United Future has been re-registered and recognised as a party in parliament again.
One of the problems the party had was the Electoral Commission’s refusal to recognise electronic memberships.
Its leader Peter Dunne took the opportunity in Question Time yesterday to ask about bringing the law up to date:
Hon JUDITH COLLINS: . . . —I agree that the time has come when we should also be looking into the greater use of electronic data for all aspects of our electoral system.

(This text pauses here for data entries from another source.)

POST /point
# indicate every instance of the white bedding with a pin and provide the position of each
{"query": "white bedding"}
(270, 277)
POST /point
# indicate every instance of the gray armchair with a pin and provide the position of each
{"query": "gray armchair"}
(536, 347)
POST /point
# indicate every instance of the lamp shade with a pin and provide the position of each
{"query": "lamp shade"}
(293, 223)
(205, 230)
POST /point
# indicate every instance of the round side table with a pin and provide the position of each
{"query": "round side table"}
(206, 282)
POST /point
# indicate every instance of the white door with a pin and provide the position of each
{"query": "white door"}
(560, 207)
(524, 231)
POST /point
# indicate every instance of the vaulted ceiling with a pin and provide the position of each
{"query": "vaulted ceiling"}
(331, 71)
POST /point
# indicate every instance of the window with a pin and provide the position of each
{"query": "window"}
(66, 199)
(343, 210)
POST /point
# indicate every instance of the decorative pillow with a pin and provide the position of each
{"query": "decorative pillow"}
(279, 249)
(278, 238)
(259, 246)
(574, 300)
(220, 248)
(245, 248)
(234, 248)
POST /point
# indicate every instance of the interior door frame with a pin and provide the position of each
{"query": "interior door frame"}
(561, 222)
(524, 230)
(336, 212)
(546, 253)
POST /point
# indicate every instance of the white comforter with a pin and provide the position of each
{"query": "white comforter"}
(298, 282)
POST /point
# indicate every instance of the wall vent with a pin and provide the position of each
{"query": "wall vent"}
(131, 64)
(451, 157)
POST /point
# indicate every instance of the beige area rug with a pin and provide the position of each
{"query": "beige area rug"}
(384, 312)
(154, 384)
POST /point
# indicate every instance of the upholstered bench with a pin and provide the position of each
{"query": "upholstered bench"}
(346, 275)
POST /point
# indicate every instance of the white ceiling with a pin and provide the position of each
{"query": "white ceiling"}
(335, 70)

I have asked my officials and the Electoral Commission to consider ways in which this can be achieved while retaining the very high levels of security and public confidence in the system.
Hon Peter Dunne: Does the Minister’s answer mean that she is prepared to look, in the context of the forthcoming rewrite of the Electoral Act, at changes to the law, to ensure that where parties register members online, those memberships will be accepted as valid?
Hon JUDITH COLLINS: Yes.
Hon Peter Dunne: Is the Minister also prepared to consider, as part of that review or changes to that legislation, looking at providing for a mandatory audit by the Electoral Commission of all parties’ membership once every 3 years?
Hon JUDITH COLLINS: I have not given that matter any thought, but it is a matter that I could always discuss with the Electoral Commission.
Parties are required to have 500 members to be, and remain, registered. All the Electoral Commission has to go on is confirmation of this from the party.
There is no check on the accuracy of the count of the validity of the memberships and there should be. I would also like to see a significant increase in the minimum number.
Five hundred members is a very low target for a party to reach.
MMP has given a lot more power to parties, the law needs to ensure that they are representative of more than a few hundred people.
If a party can get tens, even hundreds, of thousands of people to vote for them, they ought to be able to persuade a couple of thousand to join them.
They, and democracy, would be stronger for it.